Seun Kuti is a musician of conviction and lineage. Yet relevance is best secured through original contribution rather than reactive comparison. Fela’s legacy does not require defence through controversy; it is already settled by history.

As William Shakespeare observed:

“The fault, dear Brutus, is not in our stars,

But in ourselves, that we are underlings.”

—Julius Caesar

The weight of inheritance can inspire greatness or provoke restlessness. History rewards those who build upon legacy, not those who contest it.

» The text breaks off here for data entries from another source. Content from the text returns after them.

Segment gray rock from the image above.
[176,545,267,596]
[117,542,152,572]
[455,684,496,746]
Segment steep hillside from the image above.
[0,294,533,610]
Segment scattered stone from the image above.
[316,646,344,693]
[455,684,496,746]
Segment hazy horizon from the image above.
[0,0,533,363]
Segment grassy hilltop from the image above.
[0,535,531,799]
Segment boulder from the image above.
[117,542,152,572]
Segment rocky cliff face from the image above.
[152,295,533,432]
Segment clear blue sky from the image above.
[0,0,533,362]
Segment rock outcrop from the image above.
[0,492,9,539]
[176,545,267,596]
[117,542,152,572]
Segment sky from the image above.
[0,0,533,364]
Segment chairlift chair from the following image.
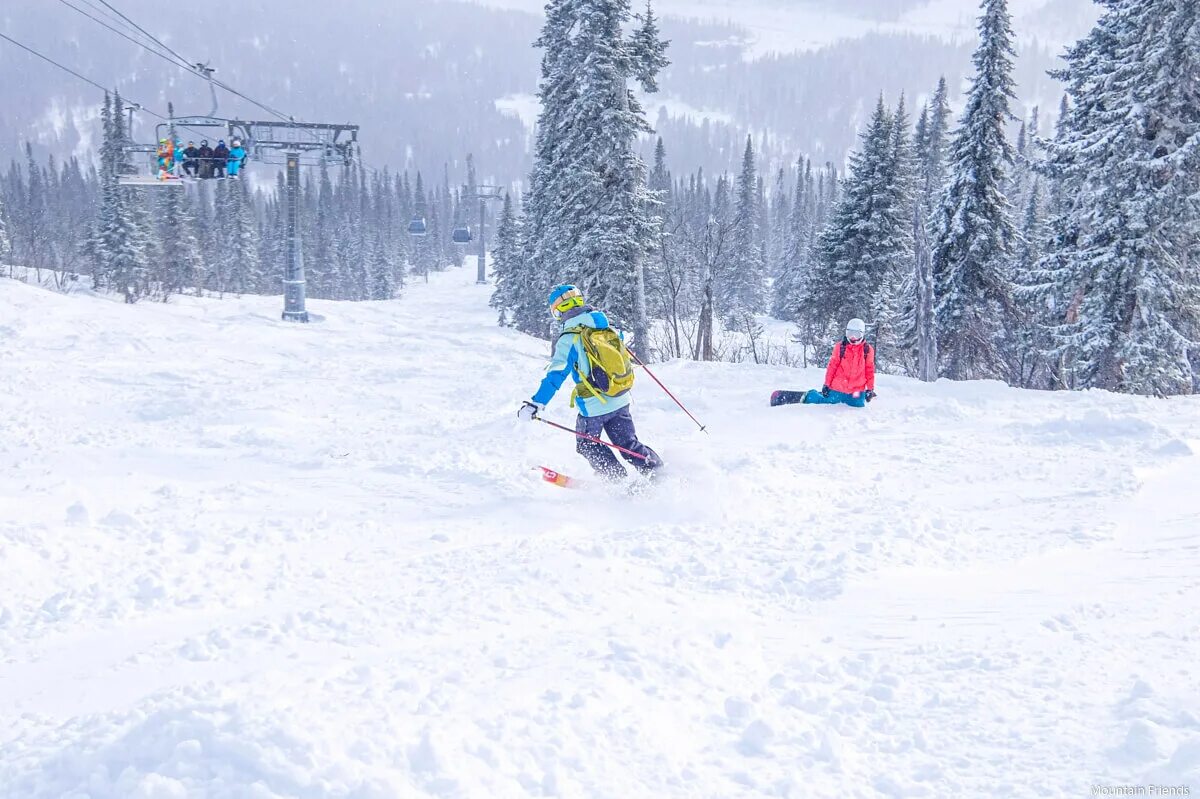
[116,144,184,186]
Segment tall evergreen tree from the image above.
[157,175,204,300]
[515,0,664,338]
[718,136,767,320]
[491,194,525,325]
[802,97,912,341]
[1039,0,1200,396]
[917,78,950,216]
[932,0,1016,379]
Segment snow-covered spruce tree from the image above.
[932,0,1016,379]
[718,136,767,321]
[157,169,204,297]
[916,78,950,216]
[1013,173,1057,389]
[217,180,263,294]
[772,158,816,322]
[368,229,397,300]
[490,194,525,326]
[92,94,150,304]
[1039,0,1200,396]
[0,187,12,273]
[305,160,340,299]
[800,97,912,346]
[763,167,793,281]
[512,0,665,338]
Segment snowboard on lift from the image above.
[538,467,654,495]
[770,391,809,408]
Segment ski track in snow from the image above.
[0,268,1200,799]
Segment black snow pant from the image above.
[575,407,662,480]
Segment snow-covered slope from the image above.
[0,268,1200,799]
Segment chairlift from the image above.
[116,143,184,187]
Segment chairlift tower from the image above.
[464,186,504,286]
[229,120,359,323]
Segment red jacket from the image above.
[826,338,875,396]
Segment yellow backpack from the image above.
[566,328,634,405]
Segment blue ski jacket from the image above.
[533,308,630,416]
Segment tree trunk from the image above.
[912,204,937,383]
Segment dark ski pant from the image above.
[575,407,662,480]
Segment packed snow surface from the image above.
[0,268,1200,799]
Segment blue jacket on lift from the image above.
[229,146,246,178]
[533,307,631,416]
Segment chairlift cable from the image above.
[52,0,195,73]
[91,0,188,69]
[0,34,203,139]
[0,34,112,92]
[59,0,318,142]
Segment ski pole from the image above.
[629,350,708,433]
[534,416,650,461]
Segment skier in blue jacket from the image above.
[229,139,246,178]
[517,286,662,480]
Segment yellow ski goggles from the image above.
[550,289,583,319]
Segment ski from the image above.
[538,467,583,488]
[770,391,808,408]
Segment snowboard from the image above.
[770,391,808,408]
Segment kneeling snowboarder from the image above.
[517,286,662,480]
[770,319,875,408]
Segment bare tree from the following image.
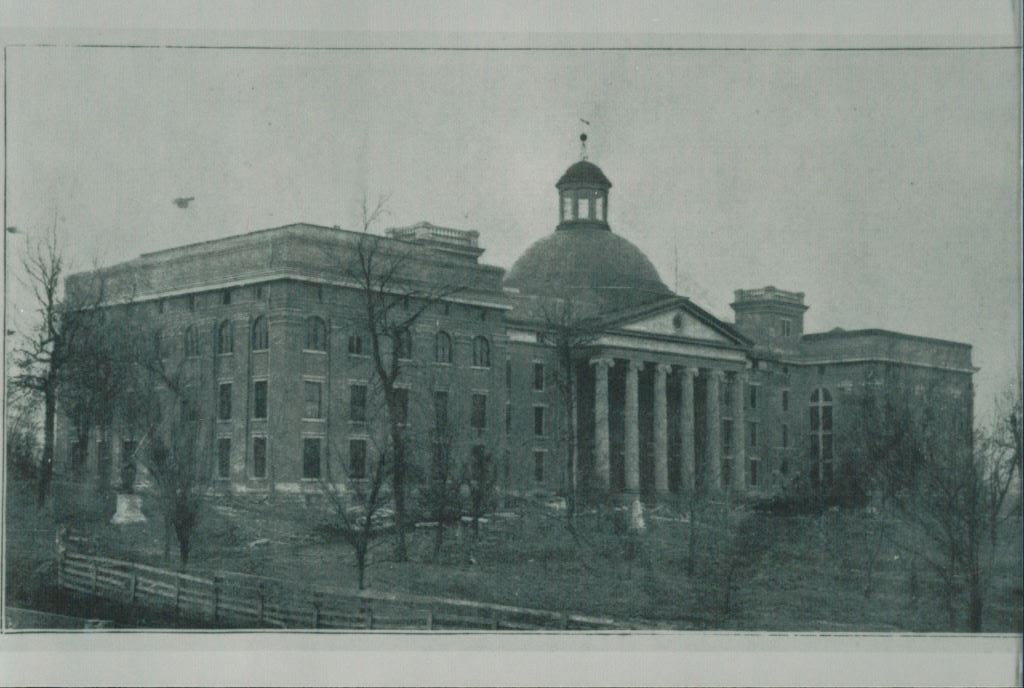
[331,197,466,561]
[11,220,103,507]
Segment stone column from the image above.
[679,368,697,489]
[590,358,615,489]
[654,363,672,493]
[705,371,723,492]
[626,360,643,492]
[732,372,746,491]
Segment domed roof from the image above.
[505,225,672,311]
[555,160,611,188]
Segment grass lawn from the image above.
[6,483,1022,632]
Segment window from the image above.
[394,330,413,360]
[470,394,487,430]
[434,391,447,432]
[394,387,409,425]
[473,337,490,368]
[348,385,367,423]
[534,406,544,437]
[185,325,199,357]
[306,316,327,351]
[217,320,234,353]
[302,437,321,480]
[253,380,266,419]
[253,315,270,351]
[810,387,834,488]
[434,330,452,363]
[348,439,367,480]
[217,437,231,478]
[217,382,231,421]
[302,380,324,419]
[253,437,266,478]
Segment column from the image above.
[626,360,643,492]
[679,368,697,490]
[654,363,672,493]
[590,358,614,489]
[732,372,746,491]
[705,371,723,492]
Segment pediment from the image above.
[618,308,732,344]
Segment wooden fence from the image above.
[57,552,624,631]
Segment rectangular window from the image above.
[253,437,266,478]
[434,391,447,431]
[302,437,321,480]
[302,380,324,419]
[534,406,545,437]
[348,439,367,480]
[470,394,487,430]
[217,382,231,421]
[217,437,231,478]
[348,385,367,423]
[394,387,409,425]
[253,380,266,419]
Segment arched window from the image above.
[810,387,836,488]
[217,320,234,353]
[434,330,452,363]
[253,315,270,351]
[306,315,327,351]
[473,337,490,368]
[185,325,199,357]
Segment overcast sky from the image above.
[7,36,1021,423]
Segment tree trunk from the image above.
[36,373,57,508]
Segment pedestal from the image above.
[111,492,145,525]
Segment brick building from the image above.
[58,151,975,498]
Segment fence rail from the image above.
[57,552,624,631]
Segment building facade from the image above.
[58,153,975,500]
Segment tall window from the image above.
[253,315,270,351]
[302,380,324,419]
[348,439,367,479]
[306,315,327,351]
[217,437,231,478]
[348,385,367,423]
[217,382,231,421]
[217,320,234,353]
[469,394,487,430]
[434,330,452,363]
[253,380,266,419]
[534,406,545,437]
[302,437,321,480]
[247,437,266,478]
[473,337,490,368]
[810,387,834,487]
[185,325,199,357]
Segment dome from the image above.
[555,160,611,188]
[505,225,672,312]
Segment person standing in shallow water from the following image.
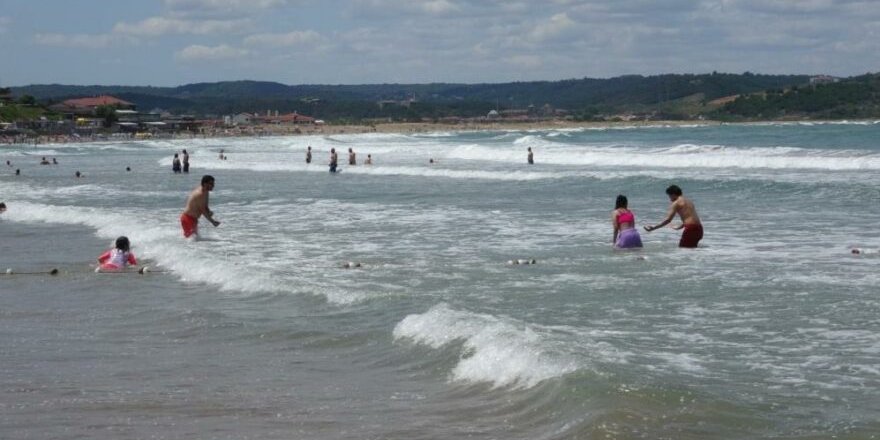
[645,185,703,248]
[611,195,642,249]
[330,148,339,173]
[180,175,220,238]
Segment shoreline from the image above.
[0,119,880,146]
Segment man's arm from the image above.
[202,193,220,227]
[645,202,678,232]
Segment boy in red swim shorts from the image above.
[180,175,220,238]
[645,185,703,248]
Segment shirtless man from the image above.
[330,148,339,173]
[180,175,220,238]
[645,185,703,248]
[183,150,189,173]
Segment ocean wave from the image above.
[393,303,575,388]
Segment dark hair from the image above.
[116,235,131,252]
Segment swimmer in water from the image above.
[611,195,642,249]
[98,236,137,271]
[180,175,220,238]
[330,148,339,173]
[645,185,703,248]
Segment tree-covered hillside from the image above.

The Songs That Made Fela Legendary

Among the works that cemented Fela’s immortality are:

– Zombie

– Water No Get Enemy

– Sorrow, Tears and Blood

– Coffin for Head of State

– Expensive Shit

– Shakara

– Gentleman

– Teacher Don’t Teach Me Nonsense

– Roforofo Fight

– Beasts of No Nation

These compositions remain sonic textbooks of resistance.

Fela in the Digital Age

Had Fela lived in the era of social media, his voice would have resonated far beyond Africa. His music would have found kinship among global movements confronting inequality, oppression, and social injustice.

“Music is the weapon.”

—Fela Aníkúlápó Kuti

Weapons, unlike trends, endure.

Placing Greatness Correctly

Fela Aníkúlápó Kuti’s greatness does not require comparison. He is the great-grandfather of Afrobeat—the musical and cultural architect who cleared the roads upon which today’s Afrobeat princes now travel.

Honouring contemporary success does not diminish historical achievement. To understand Nigerian music’s global relevance is to understand Fela. History, when read correctly, is both generous and precise.

 

Prince Adeyemi Shonibare writes on culture, music history, and African creative industries. He is a media and events consultant based in Nigeria.